To drive home the point of who really is in control, Nexperia China started signing supply contracts with customers without the approval of its Netherland office.
The new contracts also specified that payments would now be made in RMB, the Chinese currency, which is seen as China’s strategic move to further weaken the US dollar.
More trouble for the Netherland, EU
At the US-China Summit in Busan, South Korea during the APEC Summit early this month, US President Donald Trump and Chinese President Xi Jinping agreed to a “moratorium” in their trade war whereby the USA agreed to suspend its 50 percent plus rule in exchange for Chinese purchases of US soybeans and the extension of its ban on the export of rare earth materials for one year.
As the deal was between the United States and China, the Netherland and the EU are not automatically included in the arrangement.
China made it clear that especially for the supply of rare earth minerals, other countries would need to comply with its new restrictive export permit regulation that is set to take effect on December 1.
From that date, any country utilizing even “zero point one percent” (0.1 percent) of any rare earth mineral produced or processed in China would have to apply for an export permit with the approval covered by the case-to-case basis” principle.

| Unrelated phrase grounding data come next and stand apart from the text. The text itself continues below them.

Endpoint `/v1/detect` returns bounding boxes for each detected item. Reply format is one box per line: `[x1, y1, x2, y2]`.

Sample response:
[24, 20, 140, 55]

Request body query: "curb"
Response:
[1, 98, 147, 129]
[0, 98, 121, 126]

Expected to be the hardest hit would be ASML of the Netherland, the world’s only producer of specialized ‘lithographic machines’ needed for the production of very small microchips with a variety of uses and chips used for artificial intelligence (AI).
It is estimated that upwards to 20 percent of ASML products used rare earth minerals supplied by China before they can be completed.
Since the first Trump administration, ASML has been colluding with the US to restrict the export to China of advance lithographic machines.
But with Chinese tech companies like Huawei and SMIC (Semiconductor Manufacturing International Corporation) announcing breakthroughs in their own chipmaking capability using domestically develop lithographic machines, ASML’s monopoly has been effectively broken.
The new export control by China can result to the bankruptcy of ASML and US-based chipmaker NVIDIA.
NVIDIA is no longer allowed to sell its products to government offices in China, incidentally, the biggest procurer of micro and AI chips and computers in the country.